MOF-Derived Bifunctional Co0.85Se Nanoparticles Embedded in N-Doped Carbon Nanosheet Arrays as Efficient Sulfur Hosts for Lithium-Sulfur Batteries

Lithium-sulfur batteries possess the merits of low cost and high theoretical energy density but suffer from the shuttle effect of lithium polysulfides and slow redox kinetics of sulfur. Herein, novel Co0.85Se nanoparticles embedded in nitrogen-doped carbon nanosheet arrays (Co0.85Se/NC) were constructed on carbon cloth as the self-supported host for a sulfur cathode using a facile fabrication strategy. The interconnected porous carbonbased structure of the Co0.85Se/NC could facilitate the rapid electron and ion transfer kinetics. The embedded Co0.85Se nanoparticles can effectively capture and catalyze lithium polysulfides, thus accelerating the redox kinetics and stabilizing sulfur cathodes.

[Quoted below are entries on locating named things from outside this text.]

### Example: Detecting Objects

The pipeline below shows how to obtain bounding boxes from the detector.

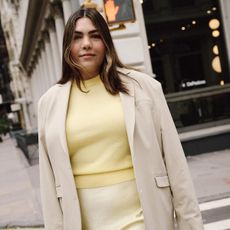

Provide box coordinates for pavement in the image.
[0,136,230,230]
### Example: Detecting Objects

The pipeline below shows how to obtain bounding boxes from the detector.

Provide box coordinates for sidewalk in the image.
[0,135,230,230]
[0,138,43,228]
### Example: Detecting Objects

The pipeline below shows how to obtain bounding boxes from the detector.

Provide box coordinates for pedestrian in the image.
[38,4,203,230]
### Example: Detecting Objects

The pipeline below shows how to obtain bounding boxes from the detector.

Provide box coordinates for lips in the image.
[80,53,95,57]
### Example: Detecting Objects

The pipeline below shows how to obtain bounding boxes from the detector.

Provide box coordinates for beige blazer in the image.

Therefore, the Co0.85Se/NC-S cathode could maintain a stable cycle performance for 400 cycles at 1C and deliver a high discharge specific capacity of 1361, 1001, and 810 mAh g(-1) at current densities of 0.1, 1, and 3C, respectively. This work provides an efficient design strategy for high-performance lithium-sulfur batteries with high energy densities.

Automated summary

A novel design strategy utilizing Co0.85Se nanoparticles embedded in nitrogen-doped carbon nanosheet arrays on carbon cloth as a self-supported host for a sulfur cathode is introduced in the article. This design can effectively improve the cycle performance and discharge specific capacity of lithium-sulfur batteries.